What does 'a biology integrated through semantic names-based
infrastructure' actually mean, if we were to try and explain it to,
say, your average public service bureaucrat? Can it be done in simple
language that someone like my mother might understand? I do not think
I understand it well enough yet to have a go...
jim
On Wed, Sep 16, 2009 at 9:49 PM, David Patterson <paddy at eol.org> wrote:
> Before you can fix problems, you need to know what they are.
>
> This listing serves minimally two masters, the taxonomist and the informatician. The informatician must be aware of every 'string' that has been used as a name and therefore points to some potentially useful piece of information. Within the totality of all strings lies a subset of interest to the taxonomist. Team taxonomy (the sum of all active taxonomists past and present) has a suite of rules to follow, but within them there remains considerable latitude. The GN thing is intended to develop into an infrastructure that will serve all users equally well, and because of this, it has to be inclusive of different points of view and solutions. It can achieve that through modularity. At the core lies the GNI module - the list of all names. Additional modules (in the form mostly of web services that call upon more specialist listings and projects) can be used to (for example) use validated taxonomic lists to show only the names that taxonomists like, or provide editing environments to improve the quality of the data, or perhaps offer parsing algorithms that will break names into their component parts and reassemble them into different forms to suit different users.

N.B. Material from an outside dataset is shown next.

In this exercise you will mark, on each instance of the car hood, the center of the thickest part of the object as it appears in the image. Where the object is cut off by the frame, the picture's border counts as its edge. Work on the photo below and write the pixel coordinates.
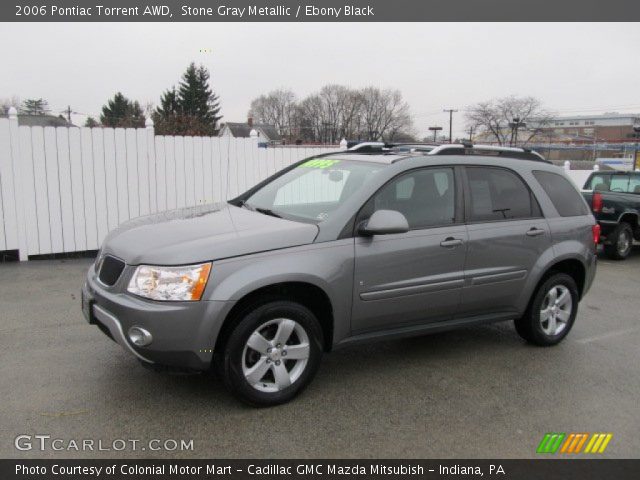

Both through modularity and through federation, a names infrastructure can be designed to pick out only those subsets of information that are needed by particular classes of users, and then to present that information in a form that suits individual users.
>
> The progress from raw material to a structure that meets all our needs will be a long haul, will take much time, good will, and participation. But, the benefits of a biology integrated through a semantic names-based infrastructure make the walk well worth while, as are the conversations that accompany the promenade.
>
> David Patterson
--
_________________
Jim Croft ~ jim.croft at gmail.com ~ +61-2-62509499 ~
http://www.google.com/profiles/jim.croft
... in pursuit of the meaning of leaf ...
... 'All is leaf' ('Alles ist Blatt') - Goethe
--
David J Patterson
Senior Taxonomist, EOL
Biodiversity Informatics
Marine Biological Laboratory
Woods Hole, Massachusetts 02543, USA.